Maxon hatte schon vor der Siggraph die Version 14 seiner Modellierungs-, Animations- und Rendering-Software Cinema 4D angekündigt (siehe c’t 18/12, S. 3). Platzhirsch Autodesk beließ es bei kleineren „2013 Extensions“ für Maya und 3ds Max. Auch Newtek machte nur einen halben Versionssprung auf LightWave 11.5. Zu den Neuerungen gehören unter anderem eine Schwarmsimulation sowie neue Editierfunktionen wie „Heat Shrink“.

Interessanteres war in 2D zu sehen: SmithMicro zeigte MotionArtist. Mit diesem Werkzeug lassen sich in anderer Software vorbereitete Figuren, Fotos und ähnliche Vorlagen Comic-ähnlich in Bewegung bringen. Objekte lassen sich mit wenig Aufwand animieren, in Comic-Panels setzen und mit Sprechblasen versehen. Über diese Panels schwenkt eine virtuelle Kamera; das Ergebnis wird als Filmdatei oder als klickbares HTML5 ausgegeben. Derzeit ist eine kostenlose Betaversion verfügbar; der Straßenpreis des Vollprodukts soll 50 US-Dollar betragen.

Nach langem Betastadium ist die außergewöhnliche Bildbearbeitung „Lightbrush“ von Tangent Vision endlich fertig. Die zunächst nur für Mac OS verfügbare Software kann in Bildern durch Analyse der Farbähnlichkeiten die Körperfarben sowie Licht und Schatten trennen. Demos zeigten, wie sich damit Schatten bearbeiten und aufhellen lassen. Die Technik soll auch bei der automatischen Erkennung von Bildinhalten helfen.
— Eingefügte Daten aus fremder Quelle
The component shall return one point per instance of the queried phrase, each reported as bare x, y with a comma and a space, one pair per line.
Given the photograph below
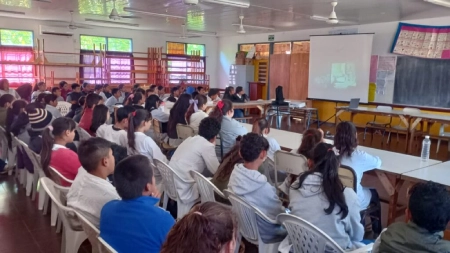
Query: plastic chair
104, 247
374, 124
248, 226
91, 231
206, 189
73, 234
305, 237
170, 190
63, 107
184, 131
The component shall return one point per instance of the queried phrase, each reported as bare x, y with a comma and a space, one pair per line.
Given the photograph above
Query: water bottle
426, 143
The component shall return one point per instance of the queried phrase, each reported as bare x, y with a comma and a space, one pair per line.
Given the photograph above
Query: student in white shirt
91, 190
117, 133
196, 153
114, 99
261, 127
346, 141
4, 89
51, 101
196, 111
41, 88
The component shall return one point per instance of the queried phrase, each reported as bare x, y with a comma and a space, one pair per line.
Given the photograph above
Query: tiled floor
23, 229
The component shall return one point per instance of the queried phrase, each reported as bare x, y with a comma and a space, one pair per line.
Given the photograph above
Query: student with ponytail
319, 197
208, 227
261, 126
230, 128
196, 111
54, 151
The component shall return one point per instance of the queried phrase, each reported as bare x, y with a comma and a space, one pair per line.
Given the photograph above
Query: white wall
141, 41
383, 39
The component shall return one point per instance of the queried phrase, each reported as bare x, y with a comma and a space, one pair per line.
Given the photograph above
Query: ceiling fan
332, 18
241, 25
114, 15
71, 25
184, 35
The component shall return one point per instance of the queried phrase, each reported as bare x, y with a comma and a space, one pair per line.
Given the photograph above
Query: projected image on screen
343, 75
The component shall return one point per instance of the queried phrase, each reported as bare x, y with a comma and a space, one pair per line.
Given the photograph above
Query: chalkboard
422, 82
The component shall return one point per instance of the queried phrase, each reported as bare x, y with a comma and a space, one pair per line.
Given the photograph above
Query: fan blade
319, 18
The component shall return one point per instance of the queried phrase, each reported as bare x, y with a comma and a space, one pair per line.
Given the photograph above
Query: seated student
248, 183
346, 142
86, 120
261, 127
50, 105
174, 94
213, 95
64, 88
54, 151
117, 133
136, 223
196, 111
100, 117
40, 88
5, 103
114, 99
91, 190
223, 173
196, 153
230, 128
427, 211
177, 116
208, 227
57, 92
319, 197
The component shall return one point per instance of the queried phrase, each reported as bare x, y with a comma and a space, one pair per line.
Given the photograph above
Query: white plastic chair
104, 247
248, 226
184, 131
305, 237
91, 231
63, 107
73, 234
170, 190
206, 189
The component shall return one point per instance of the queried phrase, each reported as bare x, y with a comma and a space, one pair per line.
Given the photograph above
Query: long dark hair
228, 162
309, 140
177, 115
326, 162
201, 100
208, 227
345, 138
135, 119
221, 109
99, 117
59, 127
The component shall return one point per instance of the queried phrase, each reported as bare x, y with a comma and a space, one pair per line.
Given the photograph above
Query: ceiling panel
282, 15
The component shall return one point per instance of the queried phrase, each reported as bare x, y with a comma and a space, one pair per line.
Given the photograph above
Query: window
183, 68
118, 52
16, 46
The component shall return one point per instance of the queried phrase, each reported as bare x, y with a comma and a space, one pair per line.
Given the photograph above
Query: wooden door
279, 73
299, 73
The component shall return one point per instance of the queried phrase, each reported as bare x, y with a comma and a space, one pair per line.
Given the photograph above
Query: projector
191, 2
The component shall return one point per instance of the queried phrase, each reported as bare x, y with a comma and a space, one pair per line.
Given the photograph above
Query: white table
393, 165
439, 173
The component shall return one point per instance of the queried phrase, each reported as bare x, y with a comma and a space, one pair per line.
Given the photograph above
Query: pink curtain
17, 74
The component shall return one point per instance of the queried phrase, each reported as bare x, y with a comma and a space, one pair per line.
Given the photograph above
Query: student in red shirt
54, 152
86, 120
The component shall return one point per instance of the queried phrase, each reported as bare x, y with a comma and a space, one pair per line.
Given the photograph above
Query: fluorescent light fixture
240, 4
256, 27
152, 13
110, 22
439, 2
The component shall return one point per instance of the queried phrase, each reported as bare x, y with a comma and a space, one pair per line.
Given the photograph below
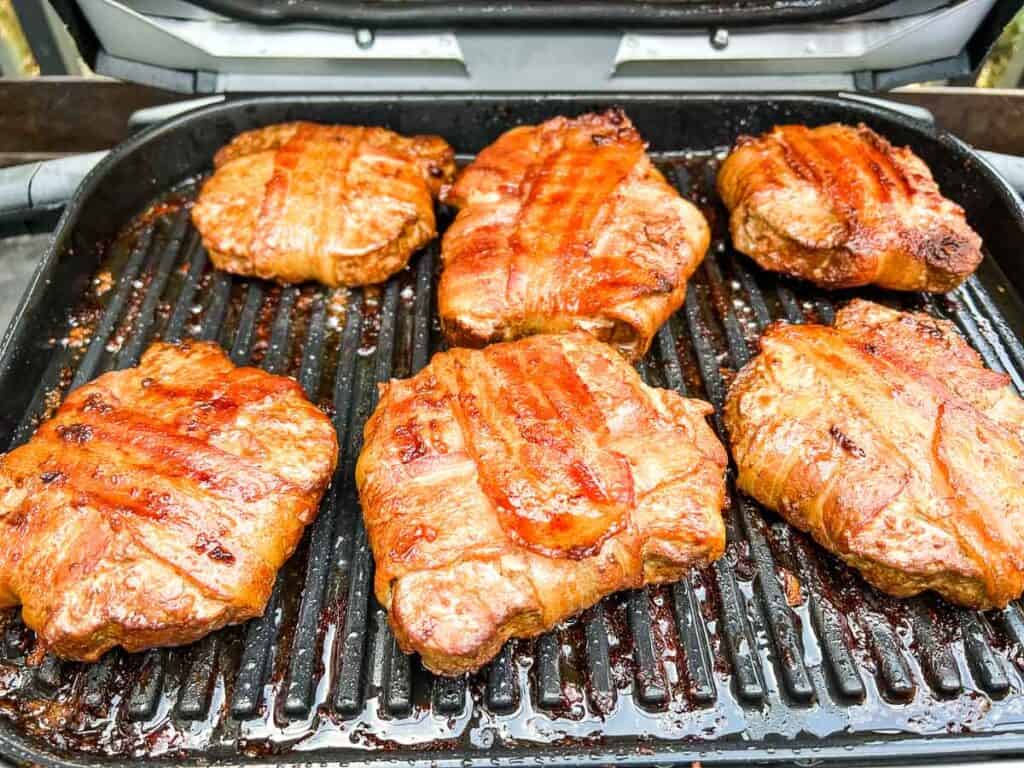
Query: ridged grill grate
776, 641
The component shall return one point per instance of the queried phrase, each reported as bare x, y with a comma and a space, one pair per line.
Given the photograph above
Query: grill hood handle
28, 190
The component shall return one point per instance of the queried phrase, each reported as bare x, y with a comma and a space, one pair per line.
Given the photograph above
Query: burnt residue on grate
776, 642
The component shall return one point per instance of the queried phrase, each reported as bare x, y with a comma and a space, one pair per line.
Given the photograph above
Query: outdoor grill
775, 653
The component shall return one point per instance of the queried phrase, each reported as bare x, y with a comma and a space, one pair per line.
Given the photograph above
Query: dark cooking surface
545, 12
772, 649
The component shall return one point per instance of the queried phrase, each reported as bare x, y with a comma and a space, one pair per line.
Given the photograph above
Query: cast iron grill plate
776, 651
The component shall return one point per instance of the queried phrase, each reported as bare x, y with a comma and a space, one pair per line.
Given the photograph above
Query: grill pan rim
33, 307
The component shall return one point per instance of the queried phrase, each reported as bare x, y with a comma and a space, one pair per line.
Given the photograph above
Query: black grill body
776, 652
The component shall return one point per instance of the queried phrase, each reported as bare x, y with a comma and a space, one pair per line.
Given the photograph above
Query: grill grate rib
326, 666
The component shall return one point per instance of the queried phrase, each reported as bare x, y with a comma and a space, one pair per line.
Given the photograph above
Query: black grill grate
775, 641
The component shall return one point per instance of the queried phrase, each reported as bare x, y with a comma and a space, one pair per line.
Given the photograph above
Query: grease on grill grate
776, 639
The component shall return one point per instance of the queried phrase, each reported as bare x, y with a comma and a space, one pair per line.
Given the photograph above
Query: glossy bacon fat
842, 207
337, 204
889, 440
566, 225
159, 502
507, 488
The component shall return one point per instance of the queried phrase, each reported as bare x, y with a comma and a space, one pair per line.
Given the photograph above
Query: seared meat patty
841, 207
507, 488
159, 502
566, 225
341, 205
889, 440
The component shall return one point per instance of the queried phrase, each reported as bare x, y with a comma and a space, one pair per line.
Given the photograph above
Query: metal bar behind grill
332, 648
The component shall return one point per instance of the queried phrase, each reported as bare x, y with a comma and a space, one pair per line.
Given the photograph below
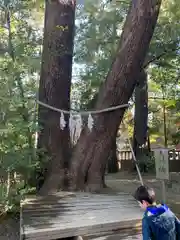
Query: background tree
54, 90
89, 157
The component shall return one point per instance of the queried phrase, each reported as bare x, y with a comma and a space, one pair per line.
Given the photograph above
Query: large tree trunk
54, 89
91, 153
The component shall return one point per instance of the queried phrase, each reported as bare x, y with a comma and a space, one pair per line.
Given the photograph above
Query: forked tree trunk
91, 152
54, 89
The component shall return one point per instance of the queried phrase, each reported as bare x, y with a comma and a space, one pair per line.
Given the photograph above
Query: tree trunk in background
141, 112
54, 89
140, 135
112, 160
91, 153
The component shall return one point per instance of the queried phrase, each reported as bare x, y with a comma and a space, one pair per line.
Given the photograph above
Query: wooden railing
126, 163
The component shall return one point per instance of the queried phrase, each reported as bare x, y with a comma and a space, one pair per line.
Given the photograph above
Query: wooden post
163, 191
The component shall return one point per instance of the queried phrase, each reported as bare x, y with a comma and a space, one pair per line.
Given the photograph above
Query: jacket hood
157, 210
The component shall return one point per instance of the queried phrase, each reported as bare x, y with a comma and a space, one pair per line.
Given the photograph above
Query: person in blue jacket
158, 222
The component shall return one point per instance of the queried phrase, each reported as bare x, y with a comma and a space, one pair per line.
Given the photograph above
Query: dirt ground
119, 182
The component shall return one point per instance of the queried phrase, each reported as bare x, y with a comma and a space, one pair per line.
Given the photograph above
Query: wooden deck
65, 215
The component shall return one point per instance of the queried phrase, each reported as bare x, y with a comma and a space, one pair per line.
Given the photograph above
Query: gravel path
9, 229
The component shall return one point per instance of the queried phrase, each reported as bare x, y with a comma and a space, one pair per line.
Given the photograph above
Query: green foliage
98, 30
20, 52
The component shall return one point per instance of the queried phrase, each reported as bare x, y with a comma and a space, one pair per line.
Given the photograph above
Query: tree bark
140, 135
141, 112
91, 152
112, 160
54, 89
Die Software kostet 2500 US-Dollar; im Laufe des Jahres sollen Plug-in-Varianten sowie eine Windows-Version folgen.

20 Jahre OpenGL

Auf dem alljährlichen „Birds-of-a-Feather“-Treffen zu OpenGL wurde in diesem Jahr das zwanzigjährige Jubiläum der Grafik-Programmierschnittstelle gefeiert. („Birds-of-a-Feather“ bezeichnet ein Treffen gleichgesonnener Experten.) Zum Jubiläum erschien OpenGL 4.3, das zu DirectX 11.1 aufschließen soll. Die neue Version umfasst Compute Shader, um Rechnungen mit Vertizes oder Pixeln auf den Grafikchip auszulagern. Die Funktion ergänzt die vielseitigen, aber auch aufwendiger zu benutzenden Möglichkeiten der Schwester-Schnittstelle OpenCL. Außerdem informiert die neue Version von OpenGL mit spezifischeren Debug-Informationen darüber, was wo passiert ist.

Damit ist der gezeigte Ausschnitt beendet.